Before John Dower’s Embracing Defeat, many English-language accounts of the United States’ occupation of Japan contextualized the event in terms of American foreign policy and the emerging Cold War. Scholars writing from this Western-centric perspective produced much fine scholarship, and no doubt will continue to do so. But Embracing Defeat shifted the discussion from a debate over American motives to an analysis of the Japanese experience, and in doing so won critical acclaim and popular success. This Pulitzer Prize-winning tome reveals to Western audiences what many in Japan have long understood: that the American occupation was, in many ways, the most transformative event in modern Japanese history.
Dower sets out to convey “some sense of the Japanese experience of defeat by focusing on social and cultural developments. . . at all levels of society.” Initially, the bitter reality that their exhausting war had ended in defeat proved profoundly demoralizing for many Japanese citizens. Dower’s portrayal of the shantytowns of bombed-out Tokyo provides poignant evidence of the impoverished condition in which many Japanese found themselves at war’s end. But as Japan embarked on its long occupation interlude, its citizens seized opportunities to start over, rebuild, and redefine their nation. Defeat became a creative process rather than a destructive one and the people of Japan embraced it with eagerness. In the atmosphere of reform that characterized the occupation, an efflorescence of what Dower calls “cultures of defeat” emerged. For example, kasutori culture explored the sleazy underside of urban life. Radical political movements tested the limits—and sincerity—of American reformism. Changes in artistic images, popular entertainment, songs, jokes, and even the Japanese language itself reflect the vitality and diversity of Japanese culture during the American occupation.

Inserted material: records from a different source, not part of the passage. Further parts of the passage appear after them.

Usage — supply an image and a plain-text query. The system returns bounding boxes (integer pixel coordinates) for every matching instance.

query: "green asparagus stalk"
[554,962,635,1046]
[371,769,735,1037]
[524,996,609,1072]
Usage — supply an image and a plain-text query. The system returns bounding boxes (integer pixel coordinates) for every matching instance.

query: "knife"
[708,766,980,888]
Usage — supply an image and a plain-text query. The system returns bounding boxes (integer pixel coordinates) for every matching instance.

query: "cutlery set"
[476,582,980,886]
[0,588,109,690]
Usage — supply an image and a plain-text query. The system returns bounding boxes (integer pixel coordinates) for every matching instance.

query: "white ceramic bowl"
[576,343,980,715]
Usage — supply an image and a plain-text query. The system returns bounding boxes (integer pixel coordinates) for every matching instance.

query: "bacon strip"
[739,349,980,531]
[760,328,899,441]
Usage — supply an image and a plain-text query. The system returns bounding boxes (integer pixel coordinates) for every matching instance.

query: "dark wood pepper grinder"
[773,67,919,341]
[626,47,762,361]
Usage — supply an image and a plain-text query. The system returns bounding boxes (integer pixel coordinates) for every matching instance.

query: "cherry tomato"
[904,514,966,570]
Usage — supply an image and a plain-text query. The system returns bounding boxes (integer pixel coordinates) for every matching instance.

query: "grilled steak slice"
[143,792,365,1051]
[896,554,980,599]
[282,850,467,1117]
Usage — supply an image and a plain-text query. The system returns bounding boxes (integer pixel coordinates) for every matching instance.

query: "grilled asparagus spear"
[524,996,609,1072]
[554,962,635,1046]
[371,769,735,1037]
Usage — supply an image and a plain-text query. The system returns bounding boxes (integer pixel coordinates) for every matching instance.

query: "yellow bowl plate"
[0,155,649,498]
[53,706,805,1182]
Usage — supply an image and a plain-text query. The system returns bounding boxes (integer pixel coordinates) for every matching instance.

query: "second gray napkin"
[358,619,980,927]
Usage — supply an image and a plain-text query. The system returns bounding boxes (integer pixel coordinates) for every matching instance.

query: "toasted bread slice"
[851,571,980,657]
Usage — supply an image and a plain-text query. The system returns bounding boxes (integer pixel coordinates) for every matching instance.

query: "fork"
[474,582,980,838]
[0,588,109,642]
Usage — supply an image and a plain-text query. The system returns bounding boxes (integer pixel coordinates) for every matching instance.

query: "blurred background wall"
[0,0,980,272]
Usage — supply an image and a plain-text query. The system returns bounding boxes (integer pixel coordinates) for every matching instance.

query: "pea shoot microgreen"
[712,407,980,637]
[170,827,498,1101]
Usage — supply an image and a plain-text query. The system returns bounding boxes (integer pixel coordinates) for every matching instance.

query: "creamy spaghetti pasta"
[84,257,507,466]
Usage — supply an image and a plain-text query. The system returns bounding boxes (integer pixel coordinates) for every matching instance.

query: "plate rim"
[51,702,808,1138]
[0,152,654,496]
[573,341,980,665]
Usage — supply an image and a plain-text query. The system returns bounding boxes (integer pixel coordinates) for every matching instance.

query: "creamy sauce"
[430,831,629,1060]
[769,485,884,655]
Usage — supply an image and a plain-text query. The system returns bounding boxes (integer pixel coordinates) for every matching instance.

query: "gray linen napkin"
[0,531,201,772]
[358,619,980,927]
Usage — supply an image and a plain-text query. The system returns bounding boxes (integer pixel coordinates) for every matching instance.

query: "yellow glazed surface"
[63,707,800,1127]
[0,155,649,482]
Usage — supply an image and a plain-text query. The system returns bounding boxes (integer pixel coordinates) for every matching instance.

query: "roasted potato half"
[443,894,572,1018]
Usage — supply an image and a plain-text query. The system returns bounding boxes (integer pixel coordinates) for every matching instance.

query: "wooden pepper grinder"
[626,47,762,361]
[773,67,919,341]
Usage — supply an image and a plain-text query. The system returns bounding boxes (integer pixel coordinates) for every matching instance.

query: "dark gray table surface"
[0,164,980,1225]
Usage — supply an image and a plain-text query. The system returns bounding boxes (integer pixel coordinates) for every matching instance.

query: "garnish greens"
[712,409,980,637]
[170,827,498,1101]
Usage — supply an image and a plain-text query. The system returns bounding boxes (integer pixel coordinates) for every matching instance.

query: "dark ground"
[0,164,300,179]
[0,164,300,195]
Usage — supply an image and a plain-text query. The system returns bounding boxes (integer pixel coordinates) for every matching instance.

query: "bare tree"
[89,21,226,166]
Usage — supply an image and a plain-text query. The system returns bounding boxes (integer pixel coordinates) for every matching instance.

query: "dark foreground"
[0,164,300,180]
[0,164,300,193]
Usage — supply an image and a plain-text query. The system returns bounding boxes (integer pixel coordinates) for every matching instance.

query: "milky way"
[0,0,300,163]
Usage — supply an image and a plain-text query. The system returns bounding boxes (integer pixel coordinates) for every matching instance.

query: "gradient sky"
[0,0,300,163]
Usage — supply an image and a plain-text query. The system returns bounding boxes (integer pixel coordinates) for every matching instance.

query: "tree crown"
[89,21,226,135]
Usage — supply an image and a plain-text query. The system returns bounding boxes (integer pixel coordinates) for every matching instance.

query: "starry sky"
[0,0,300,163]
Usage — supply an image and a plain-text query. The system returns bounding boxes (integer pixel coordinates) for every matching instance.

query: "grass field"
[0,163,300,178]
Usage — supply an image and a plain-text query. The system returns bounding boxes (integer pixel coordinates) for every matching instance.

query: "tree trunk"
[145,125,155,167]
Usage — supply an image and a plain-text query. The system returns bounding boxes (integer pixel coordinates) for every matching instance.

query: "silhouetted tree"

Dower’s Japan-centered perspective informs his judgment of the occupiers, whom he views as agents of imperialism as well as facilitators of positive change. If the occupation was a prologue to a new period of Japanese history, it was also the epilogue to an era of Western exploitation that began when Commodore Matthew Perry forced Japan to “open” to Western trade in the middle of the nineteenth century. Dower calls the occupation “the last immodest exercise in the colonial conceit known as ‘the white man’s burden.’” The occupiers, under the leadership of the notoriously vain Douglas MacArthur, lived in enclaves of lavish comfort and issued imperious edicts. Nevertheless, Dower concedes that American reforms were “impressively liberal,” and he is critical of those in Japan and Washington who resisted reform. This group includes Japanese conservative politicians as well as the “old Japan hands” in the U.S. Department of State. To Dower, these were old-fashioned elitists who sought to restrict the influence of average citizens in the new Japan. Dower’s interpretation of the American occupation as a neocolonial as well as a progressive exercise rings true, but it is a delicate balancing act.
Embracing Defeat has received high praise in the academic and popular presses, and justly so. Nevertheless, the book has certain limitations. Dower concentrates almost exclusively on the experiences of urban-dwelling Japanese. The half of the population that lived in rural areas suffered more than their share of hardship during the war, and their story of change and recovery during the occupation is as fascinating as it is neglected. Still, Dower’s exploration of urban cultures in the occupation period is a monumental task, and he executes it marvelously. Embracing Defeat‘s engrossing account of social change during the American occupation of Japan has earned it a permanent place in the literature of that epochal event.